In Dubbo, for example, he lists the many things Squadron has supported, such as a wastewater treatment plant, free internet, a helicopter rescue service and co-investment opportunities.
“I think you would be surprised when you talk to the communities where we operate, the feedback we get is one of strong welcome,” he said.
“Especially for farmers that host the wind turbines, it’s the best crop they could hope for, it’s allowed them to stabilise their operations by having constant income.
“It can get beaten up in the media at times.”
Mining moves
While mining (of iron ore) underpins the Forrests’ fortune, their attempts to diversify into other minerals have not fared so well.
Tattarang subsidiary Wyloo Metals spent more than $1 billion buying WA nickel miner Mincor Resources and Canadian project developer Noront Resources.

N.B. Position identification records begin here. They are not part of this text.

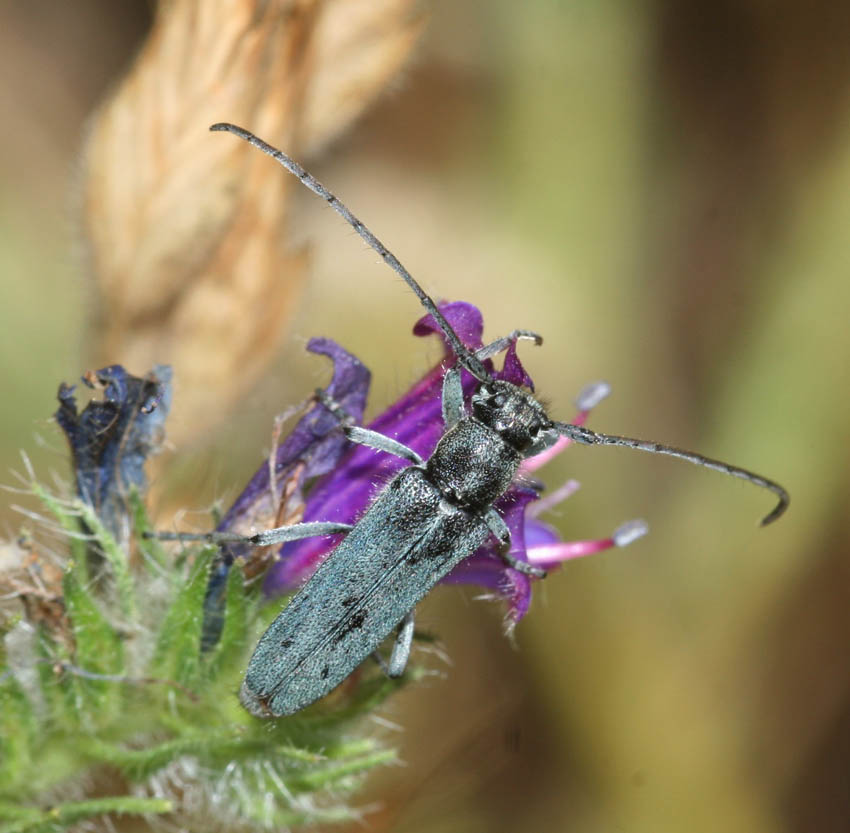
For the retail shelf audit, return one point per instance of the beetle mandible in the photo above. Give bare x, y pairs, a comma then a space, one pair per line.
430, 517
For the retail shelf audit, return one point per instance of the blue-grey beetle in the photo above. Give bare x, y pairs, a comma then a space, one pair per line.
431, 516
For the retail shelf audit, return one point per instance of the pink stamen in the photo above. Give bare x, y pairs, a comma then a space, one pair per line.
550, 555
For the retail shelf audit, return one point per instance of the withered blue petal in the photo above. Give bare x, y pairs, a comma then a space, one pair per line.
111, 439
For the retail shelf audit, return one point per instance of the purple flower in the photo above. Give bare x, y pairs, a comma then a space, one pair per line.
356, 474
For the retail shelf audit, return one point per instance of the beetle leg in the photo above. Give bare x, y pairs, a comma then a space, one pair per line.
503, 535
401, 649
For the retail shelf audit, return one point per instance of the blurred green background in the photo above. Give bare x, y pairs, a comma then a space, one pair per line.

Mincor’s operations were put on care and maintenance in May last year, around the same time most other Australian nickel miners did the same thing.
Mr Hartman admits Wyloo got its timing wrong but insists the long-term prospects are good.
“Our overall thesis of growing demand for nickel hasn’t changed,” he said.
In anticipation of better times, Wyloo is continuing to explore its tenements and has achieved some success.
Its exploration drilling and mineral resource re-estimation has enabled Wyloo to fully replace the resource that was mined between 2021, when the Kambalda mines reopened, and 2024 when they were shut down.
He believes the Canadian assets hold great promise.
“The Noront story is less fully appreciated; it’s not just a nickel mine, it’s a whole province with lots of different resources,” he said.
These include copper, chrome, platinum and palladium.
“We think it’s a world-class project we have there,” he said.
Wyloo has fared better with its investment in Greatland Gold, which has gained strong investor backing for its acquisition of the Telfer mine and the neighbouring Havieron gold project in the Pilbara.
Less promising is its $150 million loan to struggling project developer Hastings Technology Metals.
With accumulated interest, the loan is now worth $200 million but Hastings’ ability to repay is questionable.
Despite the setbacks, Wyloo still generated about $150 million in revenue last year, from its Kambalda operations and the sale of equity positions, most notably a $90 million stake in Canada’s Queens Road Capital.
Agribusiness
Tattarang’s largest business in WA is Harvest Road Group, which employs more than 1,300 people.
The agribusiness arm generated income of $420 million last financial year from a mix of export and local sales, with its Harvey Beef brand increasing its WA retail market share to 7.7 per cent.

Koojan Downs has capcity for 20,000 head of cattle. Photo: Michael O'Brien.
Its operation spans 15 sites, from pastoral stations in the Kimberley and Pilbara to the state’s largest beef processing facility at Harvey.
In the middle, near New Norcia, the group has developed the state’s largest feedlot, which has up to 20,000 cattle at any point in time.
The feedlot is complemented by multiple nearby farming properties that Harvest Road has purchased, allowing cattle to graze on pasture.
This integrated operation enabled the group to increase the number of cattle processed by 47 per cent to 205,219 last year.
It’s not just cattle from the group’s pastoral stations that are ‘fattened up’ at the feedlot.
The group partners with 1,200 cattle producers across the state, buying livestock when other farms do not have enough feed.
The location of the feedlot was carefully chosen, with one key attribute being an underground aquifer that supports more intensive grazing.
The plentiful water supply enables Harvest Road to maintain lush grass on selected paddocks during summer.
The group is also cultivating perennials that will provide feed during summer when surrounding paddocks are barren.
There is one key metric that signals the success of Harvest Road – its farms and pastoral stations are estimated to be 40 per cent above their acquisition values.